Meta is planning to launch the feature in Australia and New Zealand this week before hitting the global market. It’s priced at $11.99 a month on the web or $14.99 on Apple’s iOS, but it’s unclear whether Android users can purchase it or not.
Also read: Metaverse is Rebirth of the Internet, Says Meta’s Clegg
#Twitter & @elonmusk Start the #Verified by Payment model @Meta follows #MetaVerified
Is the ad led business model broken for social platforms ?
— Pranav Bakshi (@pranavbakshi) February 20, 2023
The company has announced that users can authenticate their identities using government-issued ID cards, which will provide a range of benefits. These include enhanced visibility and expanded reach, better protection against impersonation attacks, and immediate access to customer support.
“This new feature is about increasing authenticity and security across our services,” said Zuckerberg in a post.
‘Customer support feature is real value’
Currently, reaching customer service on Facebook can be quite challenging. Users are directed to the Help Centre, then to the Business Help Centre, but it can be tricky to connect with an agent.
As such, some users are likely to appreciate the ability to gain direct access to customer support.
“Direct access to customer support is the real value, much more so than the blue check mark,” said Michelle R. Gould in a comment on Zuckerberg’s post.

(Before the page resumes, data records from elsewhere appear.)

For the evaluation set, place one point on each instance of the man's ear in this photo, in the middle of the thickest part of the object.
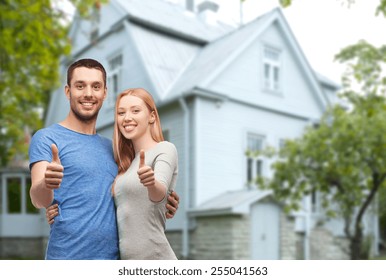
(105, 95)
(152, 117)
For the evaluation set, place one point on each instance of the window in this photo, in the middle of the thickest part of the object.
(315, 202)
(94, 21)
(272, 69)
(114, 79)
(255, 164)
(15, 197)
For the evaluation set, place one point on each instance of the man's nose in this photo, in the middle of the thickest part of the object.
(88, 91)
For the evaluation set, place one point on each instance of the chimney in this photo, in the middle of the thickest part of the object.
(189, 4)
(207, 11)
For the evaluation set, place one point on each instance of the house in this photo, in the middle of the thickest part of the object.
(220, 91)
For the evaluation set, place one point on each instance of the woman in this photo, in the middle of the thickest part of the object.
(147, 171)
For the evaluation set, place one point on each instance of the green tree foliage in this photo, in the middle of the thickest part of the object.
(344, 157)
(33, 40)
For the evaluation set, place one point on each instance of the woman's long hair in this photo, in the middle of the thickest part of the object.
(123, 148)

In response, Zuckerberg agreed “that’s a big part of the value.” Users with Meta Verified accounts will be able to effectively remove fake accounts, according to the CEO.
“…once you’ve verified your account with a government ID we can more effectively find and remove any imposter accounts since we know which account is the real you,” Zuckerberg replied.
However, concerns have been raised about whether “access to customer support should be free.”
A new channel for revenue
Subscription-based account verification was introduced by Twitter in November, after Elon Musk purchased the company. Musk said the move was “essential to defeat spam/scam.”
Although some have accused Zuckerberg of simply copying Twitter with Meta Verified, the company has explained that it is “evolving the meaning of the verified badge.”
“Long term, we want to build a subscription offering that’s valuable to everyone, including creators, businesses, and our community at large. As part of this vision, we are evolving the meaning of the verified badge so we can expand access to verification and more people can trust the accounts they interact with are authentic,” wrote Meta in a blog post.
There will be no changes to accounts on Instagram and Facebook that are already verified based on prior requirements, including authenticity and notability, said Meta.
You all criticized him but if meta is following Musk, he has got some great influence. With Facebook/Insta, everyone else will follow this soon as well. pic.twitter.com/QNGdN5YTwe
— Ghosty (@ak_niaazi) February 20, 2023
The company has explained that businesses are not eligible to apply for Meta Verified at this time, though Zuckerberg’s comments about building a subscription service that’s “valuable to everyone” suggests it may not be far away.